Admittedly, I have scratched a very small surface area of what the brain does and is capable of, but I mention it here, since I would like to explore how we might begin to create our full artificial intelligent entity. We can use the anatomical structures within the brain as a starting point to allow us to develop similar components within our "computational" humanoid; for example, the equivalent cerebellum within our humanoid would have similar functional processes, in turn, providing, movement, posture and dexterity of movement. Likewise, the artificial occipital lobe would be used to process how objects are perceived and would operate in conjunction with the cerebellum to coordinate movement in accordance with its surroundings.

A recent release out of Insilico Medicine reports, "At Mensa Annual Gathering 2016, the annual event of the largest and oldest high IQ society transpiring in San Diego from June 29th to July 3rd, Dr. Michael West, CEO of BioTime, Inc announced the launch of a beta version of Embryonic.AI, an artificially intelligent system for analyzing the embryonic state of human cell samples using gene expression data. The first implementation of Embryonic.AI was launched by LifeMap Discovery, Inc, a subsidiary of BioTime, Inc and is freely available for beta testing.
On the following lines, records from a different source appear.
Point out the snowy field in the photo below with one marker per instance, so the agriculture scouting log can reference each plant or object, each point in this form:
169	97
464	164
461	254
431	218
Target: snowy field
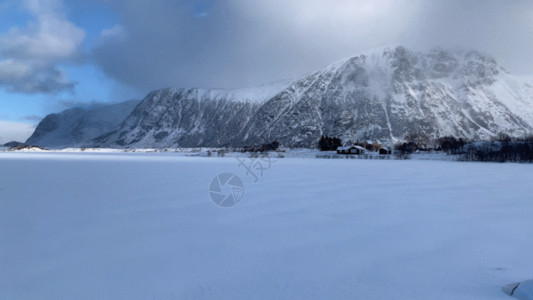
143	226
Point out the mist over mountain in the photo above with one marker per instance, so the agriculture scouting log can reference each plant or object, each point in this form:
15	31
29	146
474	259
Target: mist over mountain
76	126
390	94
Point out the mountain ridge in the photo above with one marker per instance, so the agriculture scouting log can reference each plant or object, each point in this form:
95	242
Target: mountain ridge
390	94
Scientists and companies from all over the world are welcome to test their stem cell and adult cell samples using Embryonic.AI and discuss collaboration alternatives.
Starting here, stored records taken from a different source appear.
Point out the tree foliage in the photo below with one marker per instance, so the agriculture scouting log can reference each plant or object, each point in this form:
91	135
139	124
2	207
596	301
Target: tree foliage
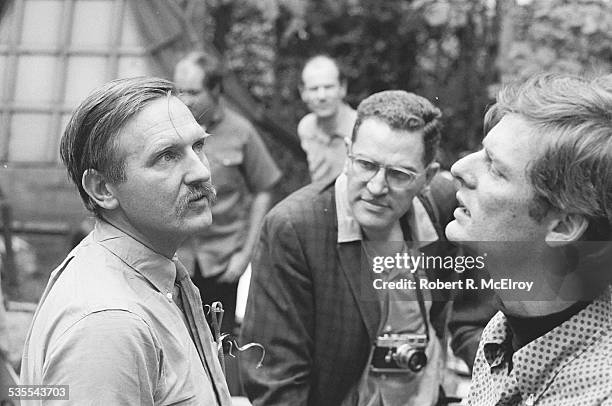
571	36
454	52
"BioTime harnesses the largest collection of highest-quality gene expression data coming from scrupulously designed and controlled cell differentiation experiments we have seen to date. It was large enough to train a complex architecture of deep neural networks to work as a classifier and a predictor of the embryonic state. We recently tested Embryonic.AI using mouse data and noticed surprising results showing the capabilities of this system in cross-species analysis. Research projects using Embryonic.AI may transform our understanding of cancer and other diseases and possible developments in reinforcement learning may help navigate and control cellular differentiation states", said Alex Zhavoronkov, Ph.D., CEO of Insilico Medicine, Inc. The system utilizes a sophisticated architecture of multi-class deep neural networks (DNNs) and DNN ensembles trained on thousands of samples of carefully selected cells of multiple classes: embryonic stem cells, induced pluripotent stem cells, progenitor stem cells, adult stem cells and adult cells to recognize the class and embryonic state of the sample, achieving high accuracy in simulations.